録音が終わると、感極まった私は、気づけば壊れたサンプラーのように(壊れたサンプラーが実際のところどういう挙動をするのか私は知らないが)、録音に関わってくださった3人に向かって「ありがとうございます」を繰り返し唱えていた。
もとよりコンビニでアルバイトをしていた時代が長いので、他人よりありがとうを言う機会は多かったけれど、私はあの瞬間、人生の中でも最高値クラスのAPM(=ありがとう per minute)を叩き出していたと思う。でもなんだか言わずにはいられなかった。皆様本当にありがとうございました。本当にうれしかったんだよ。

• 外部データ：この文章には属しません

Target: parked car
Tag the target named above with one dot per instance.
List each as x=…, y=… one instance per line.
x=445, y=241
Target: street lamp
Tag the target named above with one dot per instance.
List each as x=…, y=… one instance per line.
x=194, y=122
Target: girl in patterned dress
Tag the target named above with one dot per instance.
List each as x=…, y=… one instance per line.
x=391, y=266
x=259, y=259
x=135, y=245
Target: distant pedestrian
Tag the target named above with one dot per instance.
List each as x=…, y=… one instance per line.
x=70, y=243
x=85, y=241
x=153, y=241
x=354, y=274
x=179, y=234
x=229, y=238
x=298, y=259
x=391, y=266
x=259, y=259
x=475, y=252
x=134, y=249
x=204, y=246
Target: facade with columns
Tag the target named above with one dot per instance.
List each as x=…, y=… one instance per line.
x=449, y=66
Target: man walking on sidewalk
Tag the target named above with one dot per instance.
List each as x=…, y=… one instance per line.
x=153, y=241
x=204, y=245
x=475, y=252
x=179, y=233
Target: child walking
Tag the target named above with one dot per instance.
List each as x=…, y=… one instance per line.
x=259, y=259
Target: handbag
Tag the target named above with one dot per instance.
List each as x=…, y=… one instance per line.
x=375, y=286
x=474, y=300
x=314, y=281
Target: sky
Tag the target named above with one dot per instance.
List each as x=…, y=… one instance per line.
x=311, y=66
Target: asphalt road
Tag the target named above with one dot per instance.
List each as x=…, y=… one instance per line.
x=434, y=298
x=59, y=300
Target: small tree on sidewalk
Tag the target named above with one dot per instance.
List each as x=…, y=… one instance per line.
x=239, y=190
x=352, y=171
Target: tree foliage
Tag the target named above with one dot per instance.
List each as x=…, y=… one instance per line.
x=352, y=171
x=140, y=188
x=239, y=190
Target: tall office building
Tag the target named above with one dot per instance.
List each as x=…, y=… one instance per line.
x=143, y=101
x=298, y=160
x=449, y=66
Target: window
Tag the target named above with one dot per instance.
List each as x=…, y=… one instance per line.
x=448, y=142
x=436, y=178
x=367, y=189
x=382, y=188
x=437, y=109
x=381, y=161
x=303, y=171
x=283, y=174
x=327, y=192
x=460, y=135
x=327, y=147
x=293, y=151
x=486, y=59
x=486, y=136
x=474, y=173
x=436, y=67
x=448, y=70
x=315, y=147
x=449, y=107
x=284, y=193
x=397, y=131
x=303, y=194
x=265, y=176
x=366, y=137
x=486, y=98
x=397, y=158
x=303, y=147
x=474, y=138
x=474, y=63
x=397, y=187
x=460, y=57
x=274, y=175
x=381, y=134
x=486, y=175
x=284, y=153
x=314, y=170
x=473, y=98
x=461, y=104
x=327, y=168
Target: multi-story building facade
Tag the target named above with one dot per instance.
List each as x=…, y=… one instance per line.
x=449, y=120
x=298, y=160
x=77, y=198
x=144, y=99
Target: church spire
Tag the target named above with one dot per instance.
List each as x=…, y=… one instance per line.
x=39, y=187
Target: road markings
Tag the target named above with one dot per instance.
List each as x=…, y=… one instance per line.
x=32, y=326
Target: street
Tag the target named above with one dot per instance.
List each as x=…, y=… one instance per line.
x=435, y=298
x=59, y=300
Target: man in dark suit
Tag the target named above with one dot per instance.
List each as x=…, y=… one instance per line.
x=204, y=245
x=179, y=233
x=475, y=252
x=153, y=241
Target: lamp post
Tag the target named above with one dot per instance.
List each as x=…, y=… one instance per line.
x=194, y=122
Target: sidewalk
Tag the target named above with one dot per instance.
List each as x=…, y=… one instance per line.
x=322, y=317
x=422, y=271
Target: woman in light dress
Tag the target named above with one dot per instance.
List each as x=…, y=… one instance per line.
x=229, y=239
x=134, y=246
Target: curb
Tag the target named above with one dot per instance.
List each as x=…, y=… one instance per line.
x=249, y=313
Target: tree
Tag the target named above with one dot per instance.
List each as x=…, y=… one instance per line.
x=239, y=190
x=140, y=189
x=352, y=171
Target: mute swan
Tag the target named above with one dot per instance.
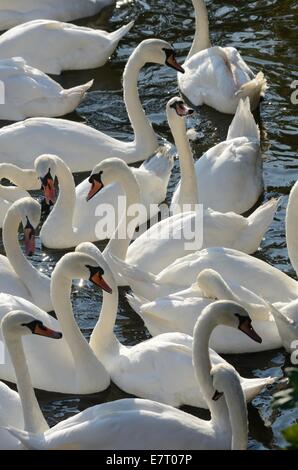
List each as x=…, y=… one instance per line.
x=30, y=92
x=234, y=266
x=22, y=142
x=73, y=220
x=133, y=423
x=179, y=312
x=11, y=414
x=171, y=238
x=69, y=47
x=23, y=407
x=71, y=365
x=17, y=275
x=143, y=370
x=14, y=12
x=23, y=179
x=229, y=175
x=166, y=240
x=217, y=76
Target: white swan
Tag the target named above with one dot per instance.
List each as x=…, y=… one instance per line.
x=74, y=220
x=14, y=12
x=130, y=423
x=23, y=407
x=11, y=414
x=17, y=275
x=229, y=175
x=23, y=179
x=217, y=76
x=234, y=266
x=143, y=370
x=30, y=92
x=71, y=364
x=80, y=146
x=69, y=47
x=179, y=312
x=175, y=236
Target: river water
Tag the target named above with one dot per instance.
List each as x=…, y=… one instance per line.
x=265, y=32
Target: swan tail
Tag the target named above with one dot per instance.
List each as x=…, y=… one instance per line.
x=160, y=164
x=257, y=225
x=255, y=89
x=74, y=96
x=117, y=35
x=29, y=440
x=244, y=124
x=252, y=387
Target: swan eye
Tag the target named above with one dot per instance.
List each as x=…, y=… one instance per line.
x=96, y=278
x=44, y=180
x=217, y=395
x=171, y=60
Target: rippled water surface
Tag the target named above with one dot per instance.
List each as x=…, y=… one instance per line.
x=266, y=34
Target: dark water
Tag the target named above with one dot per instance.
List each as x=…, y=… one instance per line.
x=266, y=34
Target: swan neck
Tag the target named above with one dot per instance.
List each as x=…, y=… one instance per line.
x=188, y=184
x=201, y=39
x=202, y=365
x=236, y=405
x=63, y=210
x=60, y=294
x=103, y=339
x=291, y=227
x=119, y=243
x=26, y=272
x=144, y=134
x=26, y=179
x=34, y=420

録音が19:00過ぎに撤収したので、ちょうど自宅で夕食を食べている最中だった大学時代の先輩に連絡し、上野の居酒屋で一緒にごはん。色々とおおいに励まされる。あんな頼れる先輩になりてえよ。

上野駅で先輩と別れ、宿に帰る。

最終日。
この日はCDの流通を担当してくださる会社の担当者さんとお会いすることになっていた。
未開の民族の写真を撮り続けているという写真家さんが何やら語っているテレビ番組をなんとなく眺めながら、朝食のパンを食べ、ホテルをチェックアウト。スタッフの皆さんがとても丁寧で親切なよい宿でした。
宿の部屋
3日間ありがとうございました。

途中で迷子になりながらも、iPhoneの力を借りつつどうにか渋谷へ。本当にiPhoneがないとどこへも行けない。ありがとうiPhone、愛してる、もう何処へも行かないで。

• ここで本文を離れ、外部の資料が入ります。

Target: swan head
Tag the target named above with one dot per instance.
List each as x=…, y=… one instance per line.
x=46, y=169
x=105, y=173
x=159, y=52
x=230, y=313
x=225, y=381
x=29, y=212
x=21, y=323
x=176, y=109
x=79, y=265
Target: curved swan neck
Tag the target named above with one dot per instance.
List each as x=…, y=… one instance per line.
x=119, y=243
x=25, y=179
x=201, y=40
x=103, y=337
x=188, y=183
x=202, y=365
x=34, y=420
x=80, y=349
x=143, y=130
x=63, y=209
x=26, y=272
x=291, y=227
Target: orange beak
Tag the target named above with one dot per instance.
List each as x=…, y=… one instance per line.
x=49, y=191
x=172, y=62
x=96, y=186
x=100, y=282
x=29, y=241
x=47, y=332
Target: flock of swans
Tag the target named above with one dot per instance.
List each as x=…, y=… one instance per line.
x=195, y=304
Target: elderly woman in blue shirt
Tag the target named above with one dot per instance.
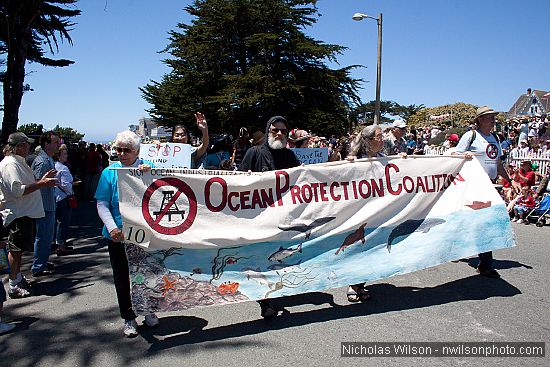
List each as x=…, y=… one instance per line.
x=126, y=145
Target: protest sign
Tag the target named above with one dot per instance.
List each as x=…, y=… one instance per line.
x=311, y=155
x=167, y=155
x=199, y=238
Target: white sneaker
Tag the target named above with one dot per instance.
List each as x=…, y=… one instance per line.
x=4, y=328
x=151, y=320
x=130, y=328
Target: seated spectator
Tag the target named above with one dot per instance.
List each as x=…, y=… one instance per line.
x=544, y=185
x=524, y=204
x=525, y=176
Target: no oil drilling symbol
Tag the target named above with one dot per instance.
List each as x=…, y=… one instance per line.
x=176, y=213
x=492, y=151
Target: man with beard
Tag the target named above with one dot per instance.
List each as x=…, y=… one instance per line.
x=271, y=155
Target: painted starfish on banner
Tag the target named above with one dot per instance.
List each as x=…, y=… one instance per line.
x=476, y=205
x=168, y=284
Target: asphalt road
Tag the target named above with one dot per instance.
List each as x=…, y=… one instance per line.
x=73, y=320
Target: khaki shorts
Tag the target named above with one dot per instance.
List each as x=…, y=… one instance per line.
x=21, y=234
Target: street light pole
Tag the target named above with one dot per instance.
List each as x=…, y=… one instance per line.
x=360, y=16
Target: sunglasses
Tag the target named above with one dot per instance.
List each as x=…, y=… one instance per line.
x=275, y=130
x=123, y=150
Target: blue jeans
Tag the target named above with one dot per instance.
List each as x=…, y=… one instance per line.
x=63, y=220
x=43, y=241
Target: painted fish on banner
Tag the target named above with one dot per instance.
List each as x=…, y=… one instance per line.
x=197, y=238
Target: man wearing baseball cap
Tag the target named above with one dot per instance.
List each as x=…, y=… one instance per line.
x=484, y=145
x=20, y=205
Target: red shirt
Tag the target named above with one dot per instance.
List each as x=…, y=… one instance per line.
x=530, y=175
x=528, y=202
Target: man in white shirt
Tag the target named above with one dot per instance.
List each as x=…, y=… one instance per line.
x=20, y=205
x=484, y=145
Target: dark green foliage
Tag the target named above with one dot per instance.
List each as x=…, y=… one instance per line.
x=29, y=29
x=365, y=111
x=242, y=61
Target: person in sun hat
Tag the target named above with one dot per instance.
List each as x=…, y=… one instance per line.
x=484, y=145
x=394, y=141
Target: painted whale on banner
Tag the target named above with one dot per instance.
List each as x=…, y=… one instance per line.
x=281, y=265
x=306, y=228
x=413, y=225
x=257, y=275
x=358, y=235
x=283, y=253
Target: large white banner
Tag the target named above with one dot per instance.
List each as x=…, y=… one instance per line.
x=199, y=238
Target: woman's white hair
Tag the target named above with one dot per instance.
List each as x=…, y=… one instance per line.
x=127, y=138
x=361, y=143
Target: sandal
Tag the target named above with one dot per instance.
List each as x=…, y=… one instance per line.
x=364, y=295
x=360, y=295
x=353, y=297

渋谷駅から10分ほど歩いたところにその会社はあった。
社員の方に案内され、ゴミ袋を被せたキャリーバッグと機材の入ったリュックサック、そしてびしょ濡れの折り畳み傘という、自分がその建物の主ならば絶対に入ってきてほしくないであろう恰好で社内にお邪魔する(私は悪くない)。前方を行く担当者さんに何か声をかけられたと思い返事をすると、担当者さんは私の背後にいる誰かと会話を始めた(私は悪くない)。
飛行機の時間が差し迫っていたこともあり、ご挨拶もそこそこに簡単な打ち合わせを済ませ、会社を後にする。

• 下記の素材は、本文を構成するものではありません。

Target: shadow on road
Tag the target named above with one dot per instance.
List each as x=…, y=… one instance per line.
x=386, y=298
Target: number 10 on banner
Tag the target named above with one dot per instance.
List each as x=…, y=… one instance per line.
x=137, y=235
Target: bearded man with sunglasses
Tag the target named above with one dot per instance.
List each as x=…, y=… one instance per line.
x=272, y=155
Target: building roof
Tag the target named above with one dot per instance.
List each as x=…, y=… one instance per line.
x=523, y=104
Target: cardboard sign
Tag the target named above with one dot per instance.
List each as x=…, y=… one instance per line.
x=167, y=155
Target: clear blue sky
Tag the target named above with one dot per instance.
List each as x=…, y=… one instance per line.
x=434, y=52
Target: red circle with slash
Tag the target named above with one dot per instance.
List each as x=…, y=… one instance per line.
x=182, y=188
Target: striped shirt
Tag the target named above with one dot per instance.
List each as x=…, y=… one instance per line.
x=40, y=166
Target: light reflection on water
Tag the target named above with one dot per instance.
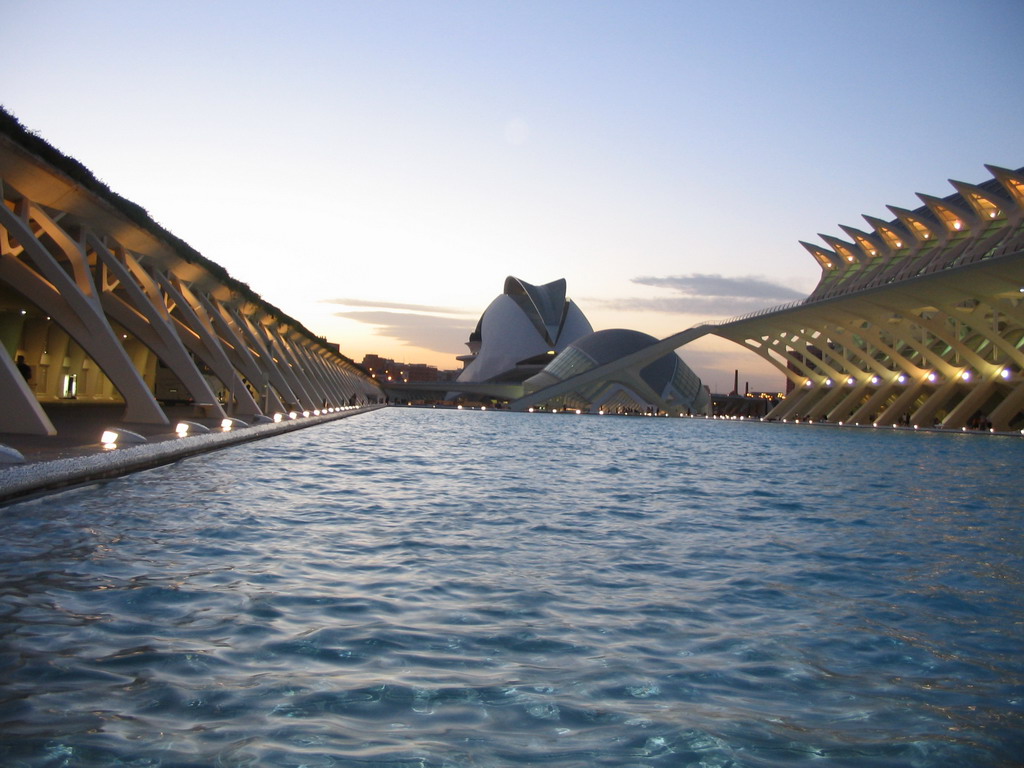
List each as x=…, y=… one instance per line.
x=420, y=588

予約していないから乗るのはむずかしいのかな、と思いこんでいたシャトルバスに、何の支障もなく乗車でき、快適に成田空港へ。行きの便で搭乗手続きは覚えたので、往路よりも多少スムーズに飛行機に乗ることができた。
さよなら関東
さよなら関東

帰りの飛行機は偶然にも窓際の席だったので、空からの景色を満喫。空の上が日常のパイロットと、地上を這い回る我々とではやっぱり考えることは違ってくるんだろうななどとぼんやり考える。

無事に関西国際空港に帰港。
地元に帰ると、安心すると同時に、現実に突き返される感覚があり、複雑な気分になる。いつか地元をただただ安心できる場所にしたい、と思う。